Addressing the messy middle in your story
Your story is your minimum viable argument, said Webster (also called a syllogism for those who want to get further into psychology). In your minimum viable argument or story, you need to make two propositions or statements that state the silent assumption(s).
First, your story needs to be valid or complete. That’s why solution selling doesn’t work, Webster said, because it only addresses two parts of your story - the current state and the future state. Second, your story needs to be sound or true, and not just to you. So this won’t work:
- You don’t have a product
- Not buying a product is bad
- Buy our solution
In that messy middle is where customers find that moment of truth. Webster offered three steps to create your messaging moment of truth.

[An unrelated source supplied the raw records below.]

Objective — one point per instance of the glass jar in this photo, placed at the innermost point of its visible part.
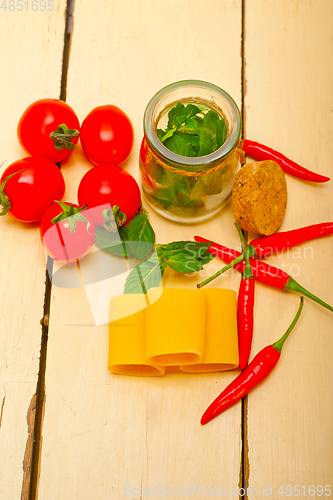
(182, 188)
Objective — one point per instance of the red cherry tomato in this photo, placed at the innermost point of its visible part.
(59, 242)
(42, 118)
(107, 135)
(109, 184)
(29, 193)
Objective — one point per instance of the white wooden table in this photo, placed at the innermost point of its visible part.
(100, 436)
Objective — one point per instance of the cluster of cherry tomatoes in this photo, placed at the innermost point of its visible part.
(32, 188)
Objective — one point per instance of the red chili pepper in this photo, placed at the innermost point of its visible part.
(279, 242)
(245, 304)
(260, 152)
(262, 272)
(256, 371)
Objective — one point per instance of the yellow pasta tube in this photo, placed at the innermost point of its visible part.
(175, 327)
(127, 337)
(221, 348)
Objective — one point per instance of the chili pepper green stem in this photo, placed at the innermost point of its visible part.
(247, 271)
(221, 271)
(279, 343)
(293, 285)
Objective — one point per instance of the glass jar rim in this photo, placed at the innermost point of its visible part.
(176, 159)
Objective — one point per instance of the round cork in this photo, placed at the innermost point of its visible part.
(259, 197)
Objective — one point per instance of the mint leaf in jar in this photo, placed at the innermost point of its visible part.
(193, 130)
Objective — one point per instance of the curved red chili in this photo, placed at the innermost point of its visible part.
(279, 242)
(255, 372)
(261, 152)
(262, 272)
(245, 305)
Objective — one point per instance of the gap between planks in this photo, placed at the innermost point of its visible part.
(36, 408)
(244, 472)
(35, 412)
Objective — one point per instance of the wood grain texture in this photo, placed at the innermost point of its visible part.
(29, 41)
(103, 432)
(288, 104)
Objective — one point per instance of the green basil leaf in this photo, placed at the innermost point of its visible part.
(113, 243)
(179, 144)
(196, 248)
(141, 236)
(147, 274)
(182, 261)
(206, 258)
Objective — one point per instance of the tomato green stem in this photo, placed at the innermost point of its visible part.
(72, 214)
(279, 343)
(4, 200)
(63, 136)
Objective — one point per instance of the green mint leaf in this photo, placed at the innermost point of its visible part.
(147, 274)
(160, 133)
(168, 134)
(177, 110)
(196, 249)
(205, 146)
(113, 243)
(180, 144)
(206, 258)
(186, 256)
(141, 236)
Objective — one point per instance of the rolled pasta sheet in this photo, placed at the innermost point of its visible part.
(221, 347)
(127, 337)
(175, 327)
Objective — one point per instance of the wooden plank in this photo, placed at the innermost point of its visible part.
(288, 106)
(31, 59)
(103, 432)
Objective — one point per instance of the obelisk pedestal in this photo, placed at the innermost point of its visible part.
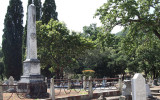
(32, 81)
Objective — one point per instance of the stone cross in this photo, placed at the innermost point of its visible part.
(31, 33)
(138, 87)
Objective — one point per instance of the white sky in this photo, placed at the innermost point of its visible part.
(74, 13)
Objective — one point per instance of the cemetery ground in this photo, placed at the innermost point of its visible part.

- Surface the silent assumption - if that were true, what would it mean?
- State it/them (there can be more than one) - build a story that makes it hard to ignore.

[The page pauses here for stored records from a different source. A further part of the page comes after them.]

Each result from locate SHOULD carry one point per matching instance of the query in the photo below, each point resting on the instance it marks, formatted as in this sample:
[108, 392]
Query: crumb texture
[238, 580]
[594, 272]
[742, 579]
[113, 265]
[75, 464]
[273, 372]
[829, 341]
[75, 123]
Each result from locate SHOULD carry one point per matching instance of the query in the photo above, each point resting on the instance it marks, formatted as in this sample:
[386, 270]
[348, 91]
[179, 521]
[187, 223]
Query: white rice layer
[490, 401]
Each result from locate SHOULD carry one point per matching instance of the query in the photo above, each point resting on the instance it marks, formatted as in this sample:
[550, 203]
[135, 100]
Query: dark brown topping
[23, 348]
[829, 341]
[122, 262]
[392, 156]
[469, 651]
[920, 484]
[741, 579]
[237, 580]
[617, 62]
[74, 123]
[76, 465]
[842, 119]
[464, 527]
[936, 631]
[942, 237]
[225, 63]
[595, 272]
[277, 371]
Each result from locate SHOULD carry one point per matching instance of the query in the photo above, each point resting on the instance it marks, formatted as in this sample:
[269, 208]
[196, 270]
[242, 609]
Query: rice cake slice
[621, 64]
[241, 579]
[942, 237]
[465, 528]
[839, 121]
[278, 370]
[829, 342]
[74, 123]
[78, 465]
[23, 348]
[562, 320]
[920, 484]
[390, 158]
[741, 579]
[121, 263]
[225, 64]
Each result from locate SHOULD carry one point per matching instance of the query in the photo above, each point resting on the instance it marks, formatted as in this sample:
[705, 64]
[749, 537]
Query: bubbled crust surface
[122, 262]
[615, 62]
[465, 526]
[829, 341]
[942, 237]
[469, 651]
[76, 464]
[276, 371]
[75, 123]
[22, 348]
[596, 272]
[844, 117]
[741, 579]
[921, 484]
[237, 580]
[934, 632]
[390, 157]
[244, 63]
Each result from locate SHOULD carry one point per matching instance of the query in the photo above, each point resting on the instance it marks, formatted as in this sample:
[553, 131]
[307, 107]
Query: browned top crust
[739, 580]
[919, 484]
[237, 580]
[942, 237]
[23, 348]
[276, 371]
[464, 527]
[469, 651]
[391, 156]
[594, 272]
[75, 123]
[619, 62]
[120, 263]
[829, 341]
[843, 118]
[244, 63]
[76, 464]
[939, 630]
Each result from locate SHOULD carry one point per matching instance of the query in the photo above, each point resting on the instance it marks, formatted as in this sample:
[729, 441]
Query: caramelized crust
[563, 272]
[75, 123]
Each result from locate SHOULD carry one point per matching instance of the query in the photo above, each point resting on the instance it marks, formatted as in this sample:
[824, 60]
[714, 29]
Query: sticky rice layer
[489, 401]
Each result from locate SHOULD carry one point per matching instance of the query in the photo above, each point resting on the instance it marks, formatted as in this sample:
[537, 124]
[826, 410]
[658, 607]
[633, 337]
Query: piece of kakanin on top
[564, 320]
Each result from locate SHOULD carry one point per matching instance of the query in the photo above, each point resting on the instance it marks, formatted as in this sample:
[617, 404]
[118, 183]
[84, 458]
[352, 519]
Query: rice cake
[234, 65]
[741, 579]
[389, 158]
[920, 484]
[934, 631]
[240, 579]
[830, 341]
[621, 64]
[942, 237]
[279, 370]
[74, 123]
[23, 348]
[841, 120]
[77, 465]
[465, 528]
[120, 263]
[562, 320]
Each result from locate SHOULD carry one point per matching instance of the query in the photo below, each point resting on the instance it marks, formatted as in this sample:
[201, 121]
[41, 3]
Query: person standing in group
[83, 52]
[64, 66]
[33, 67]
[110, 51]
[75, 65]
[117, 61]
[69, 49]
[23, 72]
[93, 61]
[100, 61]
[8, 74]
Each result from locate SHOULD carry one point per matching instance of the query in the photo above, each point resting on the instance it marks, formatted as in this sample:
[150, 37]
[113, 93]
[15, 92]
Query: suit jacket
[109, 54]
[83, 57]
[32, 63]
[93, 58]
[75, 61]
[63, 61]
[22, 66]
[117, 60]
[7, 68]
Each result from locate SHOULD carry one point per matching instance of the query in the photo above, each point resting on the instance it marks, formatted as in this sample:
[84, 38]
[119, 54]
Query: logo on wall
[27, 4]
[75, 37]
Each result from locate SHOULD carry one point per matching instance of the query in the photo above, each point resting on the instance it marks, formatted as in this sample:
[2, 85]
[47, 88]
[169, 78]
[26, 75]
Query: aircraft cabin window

- ‘Sound check’ the silent assumption - if that were true, what would make it so?
Someone asked Webster where you find the silent assumptions. She pointed to math and proverbs and sayings to start. For example, ‘better late than never’ or ‘knowledge is power.’
I have always understood the value of stories in marketing. But, like others, I have struggled to identify a process I could employ to build the right stories consistently. Listening to Webster brought clarity to what I need to do. She didn’t answer all my questions - she can’t; the answers will depend on the client and their customers.
This process to build messaging applies to content marketing as well, and if you combine it with Jon Reed’s thinking around getting and keeping attention with content, you have a recipe for telling the best stories.
There is a bit of excitement working in the middle of a story. I call it the messy middle because it’s the most challenging aspect to get right. It is the part we need to spend more time on when we build our content strategies because it makes us think about the customer first - what is important to them.
I keep going back to something Robert Rose wrote:
Your mission as content creators isn’t to avoid creating noise or focus only on creating signals. No. Your mission is to make the most “right people” (i.e., those in your desired audience) care. This is the art of creating signals among noise.
Creating signal means digging in and finding that moment of truth that makes everything make sense – for your customers and your business. Webster wrote an entire book focused on this if you want to dig deeper.